Liquidity and Lending Boost Expected

The CRR cut is expected to immediately improve banking system liquidity, reduce overnight call rates, and lower funding costs for banks. Analysts anticipate that banks may pass on the benefit through reduced lending rates, particularly in segments like housing, auto, and MSME credit.

This move also benefits NBFCs and housing finance companies, which typically rely on bank funding. "This CRR cut directly improves the transmission of lower rates to borrowers," said Nandini Desai, a credit strategist at Edelweiss.


Investor Outlook: Bullish Momentum May Sustain

Market participants believe the rally in financials could sustain in the near term as the RBI’s actions translate into improved earnings visibility and higher credit offtake. Analysts advise a selective approach, favoring well-capitalized private sector banks and top-tier NBFCs.

“This is the beginning of a new credit cycle.
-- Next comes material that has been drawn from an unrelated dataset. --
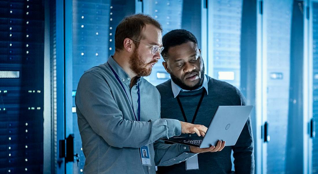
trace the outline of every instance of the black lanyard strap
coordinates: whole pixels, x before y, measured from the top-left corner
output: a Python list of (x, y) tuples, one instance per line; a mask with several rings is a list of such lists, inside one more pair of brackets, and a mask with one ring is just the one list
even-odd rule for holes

We remain overweight on financials, especially private banks and leading housing financiers,” said Ravi Arora, Portfolio Manager at ICICI Prudential AMC.

On the valuation front, banking stocks remain attractively priced compared to historical averages, with price-to-book multiples still moderate. This, combined with robust balance sheets and improving asset quality trends, makes the sector a compelling play for medium to long-term investors.


The RBI’s unexpected twin easing through a repo rate and CRR cut has breathed fresh life into India’s financial markets. With inflation contained and growth still below potential, the move is being seen as a proactive measure to kickstart credit expansion and economic momentum. Banking and financial stocks are expected to remain in the spotlight as investors recalibrate their portfolios around this renewed policy support.